St. Basil the Great put it this way: Man should be like the earth and bear fruit; he should not
let inanimate matter appear to surpass him. The earth bears crops for
your benefit, not for its own, but when you give to the poor, you are
bearing fruit which you will gather in for yourself, since the reward
for good deeds goes to those who perform them.
We should not let inanimate matter surpass us... Now there's a thought. Could it be that dirt knows better its place and virtue than the crowning achievement of God's creation? But that is exactly the point of the fall. We have lost our sense of place and purpose and substituted an inflated ego, an unbalanced sense of self, and the cause of me for the First Commandment. It is a stubborn will that cannot easily be put down into its place. It rises up and betrays what we confess with our lips and it does this over and over again. So we come in repentance to acknowledge our failure, to ask for God's forgiveness, and to seek, by the aid of the Spirit, not to repeat our error.
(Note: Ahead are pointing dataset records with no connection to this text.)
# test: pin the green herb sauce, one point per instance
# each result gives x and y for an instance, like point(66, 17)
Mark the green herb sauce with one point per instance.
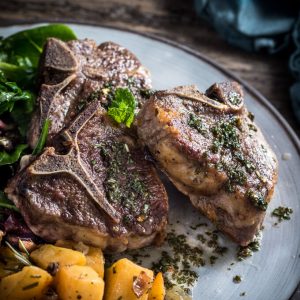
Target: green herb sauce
point(282, 213)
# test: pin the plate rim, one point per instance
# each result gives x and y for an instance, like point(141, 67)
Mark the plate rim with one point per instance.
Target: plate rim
point(199, 55)
point(250, 89)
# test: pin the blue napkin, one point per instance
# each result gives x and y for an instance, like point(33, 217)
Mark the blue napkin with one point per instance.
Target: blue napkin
point(259, 25)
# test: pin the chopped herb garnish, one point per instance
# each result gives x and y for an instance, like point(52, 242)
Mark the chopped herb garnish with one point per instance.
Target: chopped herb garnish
point(257, 199)
point(196, 123)
point(247, 251)
point(225, 135)
point(282, 213)
point(237, 279)
point(251, 116)
point(234, 98)
point(6, 203)
point(122, 108)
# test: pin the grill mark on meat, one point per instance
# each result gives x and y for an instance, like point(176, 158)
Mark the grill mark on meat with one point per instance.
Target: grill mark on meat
point(216, 156)
point(71, 163)
point(56, 192)
point(72, 71)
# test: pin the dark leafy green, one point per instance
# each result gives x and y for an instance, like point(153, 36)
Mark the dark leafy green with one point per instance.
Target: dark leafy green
point(123, 107)
point(10, 93)
point(42, 139)
point(20, 52)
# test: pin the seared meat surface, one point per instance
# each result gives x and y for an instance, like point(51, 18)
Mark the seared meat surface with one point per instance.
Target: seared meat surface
point(213, 152)
point(75, 73)
point(98, 188)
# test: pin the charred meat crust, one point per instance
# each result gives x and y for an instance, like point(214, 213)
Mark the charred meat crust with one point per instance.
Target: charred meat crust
point(101, 191)
point(213, 152)
point(75, 73)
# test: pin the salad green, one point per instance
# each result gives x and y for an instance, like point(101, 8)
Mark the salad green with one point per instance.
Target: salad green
point(19, 59)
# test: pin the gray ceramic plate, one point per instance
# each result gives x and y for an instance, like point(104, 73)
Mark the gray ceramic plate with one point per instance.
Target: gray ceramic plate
point(274, 272)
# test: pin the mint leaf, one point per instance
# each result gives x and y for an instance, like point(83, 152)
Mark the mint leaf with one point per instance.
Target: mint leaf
point(42, 139)
point(122, 107)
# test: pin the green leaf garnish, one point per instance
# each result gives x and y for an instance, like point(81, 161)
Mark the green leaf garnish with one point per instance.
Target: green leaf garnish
point(10, 158)
point(42, 139)
point(10, 93)
point(20, 52)
point(6, 203)
point(123, 107)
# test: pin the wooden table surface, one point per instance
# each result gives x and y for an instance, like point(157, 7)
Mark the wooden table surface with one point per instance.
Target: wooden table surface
point(172, 19)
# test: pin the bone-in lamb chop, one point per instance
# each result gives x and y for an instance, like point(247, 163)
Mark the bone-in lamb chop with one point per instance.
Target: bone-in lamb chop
point(212, 151)
point(75, 73)
point(99, 190)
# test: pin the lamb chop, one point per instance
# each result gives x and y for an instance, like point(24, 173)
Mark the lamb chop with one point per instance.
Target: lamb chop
point(97, 188)
point(212, 151)
point(75, 73)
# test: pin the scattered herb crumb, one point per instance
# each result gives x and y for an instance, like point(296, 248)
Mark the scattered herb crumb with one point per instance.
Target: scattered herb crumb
point(237, 279)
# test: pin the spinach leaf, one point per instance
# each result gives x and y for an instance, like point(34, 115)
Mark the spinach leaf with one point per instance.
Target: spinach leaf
point(6, 203)
point(20, 52)
point(42, 139)
point(17, 102)
point(123, 107)
point(10, 158)
point(10, 93)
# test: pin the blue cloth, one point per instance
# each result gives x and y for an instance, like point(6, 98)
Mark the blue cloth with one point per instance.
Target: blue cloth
point(259, 25)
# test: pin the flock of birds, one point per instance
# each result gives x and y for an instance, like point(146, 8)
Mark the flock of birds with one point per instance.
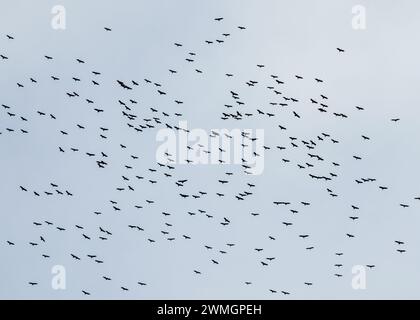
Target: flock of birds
point(283, 108)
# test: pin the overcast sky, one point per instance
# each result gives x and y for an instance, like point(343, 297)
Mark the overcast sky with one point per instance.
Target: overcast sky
point(379, 71)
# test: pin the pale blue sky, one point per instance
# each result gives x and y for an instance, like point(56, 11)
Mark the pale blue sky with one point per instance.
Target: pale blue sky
point(379, 71)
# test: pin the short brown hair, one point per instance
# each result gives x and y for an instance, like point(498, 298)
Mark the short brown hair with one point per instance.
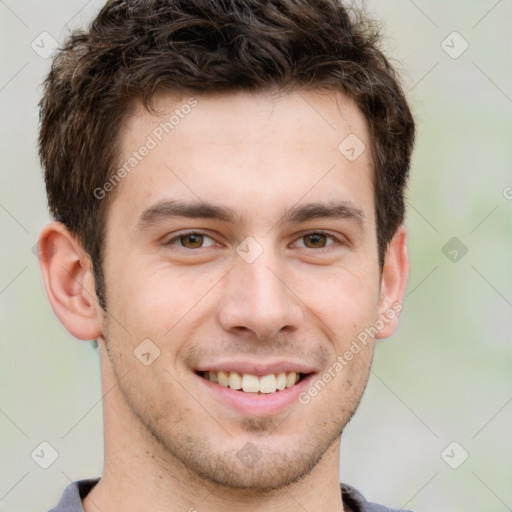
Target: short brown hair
point(136, 48)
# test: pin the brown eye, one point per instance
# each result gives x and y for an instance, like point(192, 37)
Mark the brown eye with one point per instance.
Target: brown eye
point(315, 240)
point(191, 241)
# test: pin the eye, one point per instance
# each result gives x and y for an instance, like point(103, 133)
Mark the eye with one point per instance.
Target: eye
point(317, 240)
point(191, 240)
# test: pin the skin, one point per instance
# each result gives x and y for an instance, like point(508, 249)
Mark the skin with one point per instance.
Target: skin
point(169, 445)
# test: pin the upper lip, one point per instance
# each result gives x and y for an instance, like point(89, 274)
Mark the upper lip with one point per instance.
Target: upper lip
point(257, 368)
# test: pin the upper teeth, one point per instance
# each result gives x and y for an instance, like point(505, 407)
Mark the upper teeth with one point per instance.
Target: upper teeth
point(252, 383)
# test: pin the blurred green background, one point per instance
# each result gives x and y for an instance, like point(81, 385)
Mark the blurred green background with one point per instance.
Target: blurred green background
point(444, 377)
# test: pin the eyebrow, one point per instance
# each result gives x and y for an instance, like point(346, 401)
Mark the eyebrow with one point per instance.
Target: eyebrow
point(169, 208)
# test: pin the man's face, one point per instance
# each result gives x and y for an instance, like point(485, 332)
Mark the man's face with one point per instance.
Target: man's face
point(290, 298)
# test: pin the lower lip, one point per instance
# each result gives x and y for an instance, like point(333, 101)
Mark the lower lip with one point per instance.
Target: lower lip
point(257, 404)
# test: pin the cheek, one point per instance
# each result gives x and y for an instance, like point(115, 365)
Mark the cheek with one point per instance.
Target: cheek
point(346, 301)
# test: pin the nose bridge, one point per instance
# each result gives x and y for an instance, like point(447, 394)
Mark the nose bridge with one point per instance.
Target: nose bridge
point(256, 297)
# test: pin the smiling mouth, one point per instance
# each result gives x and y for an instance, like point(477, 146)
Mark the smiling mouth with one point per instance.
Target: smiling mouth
point(248, 383)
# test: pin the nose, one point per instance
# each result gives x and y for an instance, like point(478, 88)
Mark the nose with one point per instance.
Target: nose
point(258, 300)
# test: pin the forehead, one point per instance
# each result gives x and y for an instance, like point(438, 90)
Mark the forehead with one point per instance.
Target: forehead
point(245, 150)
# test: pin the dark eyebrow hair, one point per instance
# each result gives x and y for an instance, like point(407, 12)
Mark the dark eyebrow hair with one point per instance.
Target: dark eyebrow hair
point(169, 208)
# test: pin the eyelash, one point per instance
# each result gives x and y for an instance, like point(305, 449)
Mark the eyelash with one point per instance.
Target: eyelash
point(316, 232)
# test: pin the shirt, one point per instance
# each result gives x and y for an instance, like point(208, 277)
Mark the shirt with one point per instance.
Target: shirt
point(74, 493)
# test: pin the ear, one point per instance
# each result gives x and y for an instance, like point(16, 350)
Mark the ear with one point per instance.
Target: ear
point(69, 281)
point(393, 282)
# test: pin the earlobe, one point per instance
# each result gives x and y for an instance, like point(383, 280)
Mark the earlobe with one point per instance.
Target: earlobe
point(393, 282)
point(69, 281)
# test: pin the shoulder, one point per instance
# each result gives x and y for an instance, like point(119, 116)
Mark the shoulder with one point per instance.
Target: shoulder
point(356, 502)
point(71, 499)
It seems to me that this is the core issue of stewardship. We have become content to let the dirt surpass us and we have forgotten the noble character of our creation, even though marred by the Fall. We have surely forgotten that God sees and regards the good works we do in faith. This is, in itself, great blessing. By acting as misers in the things of this life, we eschew the gift of eternity and we care nothing for the regard of God. In this we are stupider than ass who must be bridled to walk in the right way. For we have been set free of the curse of this self-imposed bondage to chose whom we will serve. Our deeds betray whether or not we have exchanged the noble cause of faith for the ignorance of selfishness that hides behinds a heart insisting that we deserve whatever good we have. There may be more virtue in dirt than in human flesh and blood. Pray brothers and sisters that we may repent and be restored from ignorance to faith and from a self-absorbed life to one of faith and the good works that show forth that faith.
1 comment:
Great words!!
How many will be able to hear them, and to understand what is being said? Not too many in today's society, I think.